“First comes the atrocity, then came the vanity.”
This week, I’m writing a meditation on David Brooks’s “Let’s All Feel Superior,” a 2011 NYTimes column about the vanity of commentators following the news of the Jerry Sandusky child sex abuse scandal. The vanity Brooks describes is a sort of indignation and outcry in which people make assumptions of how they would have intervened or done a lot better if they were involved in the situation. With regards to Sandusky, many commentators put themselves in head coach Joe Paterno’s shoes, and have a general attitude that “they would have taken action and stopped any sexual assaults.”
But most people don’t intervene, especially during the worst mankind has seen. The Holocaust and the Rwandan genocide are two examples noted by Brooks. The lack of intervention in the face of atrocity may happen for a variety of reasons. When horror happens, many suffer from the normalcy bias, in which when people find themselves in a horrifyingly unsettling situation, “they shut down and pretend everything is normal.” People also suffer from motivated blindness, a subconscious effort for people to not see things in their best interest to see. For example, machines tracked the eye movements of people shown pictures of sexual imagery, and subjects who were more uncomfortable with sex skipped over looking at uncomfortable sexual imagery.
Brooks even cites one psychological study at Penn State itself about people’s tendency to not intervene when they consciously know something is offensive. A 1999 study asked students whether they would say something if someone else made sexist comments around them. Half of the participants said they would, but when the researchers arranged for someone to say a sexist comment in their presence, only 16% of people said something. In psychology, this is the bystander effect, and is amplified if more and more people are around. In the most egregious and well-known case of the bystander effect, Kitty Genovese was stabbed to death in Queens, New York, with 38 witnesses watching who did nothing.
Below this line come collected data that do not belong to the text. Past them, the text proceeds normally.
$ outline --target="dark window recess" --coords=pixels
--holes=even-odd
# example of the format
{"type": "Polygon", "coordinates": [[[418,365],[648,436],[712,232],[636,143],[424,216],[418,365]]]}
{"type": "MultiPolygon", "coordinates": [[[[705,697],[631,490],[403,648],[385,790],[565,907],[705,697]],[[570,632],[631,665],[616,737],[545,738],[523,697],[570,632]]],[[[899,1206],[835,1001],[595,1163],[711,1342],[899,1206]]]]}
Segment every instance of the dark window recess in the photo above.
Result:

What lies behind this, however, is self-deception. “We attend to the facts we like and suppress the ones we don’t. We inflate our own virtues and predict we will behave more nobly than we actually do,” a universal blind spot in the human condition.
Moral systems are built to acknowledge this lapse in hypocrisy. Christianity, for example, believes that each person is a sinner, and that none are righteous. “Life was seen as an inner struggle against the selfish forces inside.” These moral systems, from religions to philosophies, “gave people categories with which to process savagery and scripts to follow when they confronted it.”
Now, however, Brooks argues that our society today has changed drastically from the days of the Puritans. “We live in a society oriented around our inner wonderfulness. So when something atrocious happens, people look for some artificial, outside force that must have caused it.” In the case of the Penn State child sex abuse scandal, the culture of college football was often that target. People often look for change, whether in law or in culture, to prevent anything as atrocious from happening again, yet history often repeats itself over and over. Commentators constantly cast blame on everyone involved in the Jerry Sandusky scandal “from the island of their own innocence.”
“Everyone gets to proudly ask: ‘How could they have let this happen?’”
At the very end of the article, Brooks redirects the question inwards to “how can we ourselves overcome our natural tendency to evade and self-deceive?” I’m relatively certain that a few years from today, we may look back at atrocities happening in Yemen or in Myanmar today and ask “how did we let this happen?” We asked the question after many scandals in our own country, especially with regards to the events that led up to the Great Recession. However, we have trouble asking it an always do, because “the most seductive evasion is the one that leads us to deny the underside of our own nature.”
Scrolling through the comments, the majority were of scathing nature towards Brooks for what was perceived as excusing coaches like Paterno or Mike McQueary, who could have stopped sexual assaults with a single 911 call. These very comments and mindset prove Brooks’s point. We love to be on a moral high horse because it soothes our vanity and distracts us from our own moral and ethical failings in our own lives.
I rarely agree with David Brooks and his politics, but in this case, I do. He may be wrong and I may be very wrong about the human condition, but look no further than a column published the same day by Joe Nocera, titled “Penn State’s Long Road Back.” Nocera details five steps Penn State had to take to reckon with their moral road back, and ends the article saying “the path to restoring [Penn State’s] values is clear. The question is whether Penn State has the moral spine to choose it.”
Similarly, Nocera was condemned in the comments section of this article for sitting on his moral high ground and vanity. Even if Nocera were right and his ideas were the best course of actions, the holier-than-thou superiority complex exhibited in the piece is condescending to a fault. In an ideal world, we can condemn and do our best to act on the atrocity without the vanity.
Personally, I have taken a huge step back from the villifying high horse I used to be on. I have learned that the human condition means everyone is capable of anything, no matter how good or how bad. I choose, in my articles, to build people up instead of condemning them for their mistakes. Frankly, a large part of this is because I can see myself being in the same situation as people I used to condemn for inaction or poor decision making. I am not in their arena. None of us are, and in the meantime, just reserving our condemnation and judgment is imperative.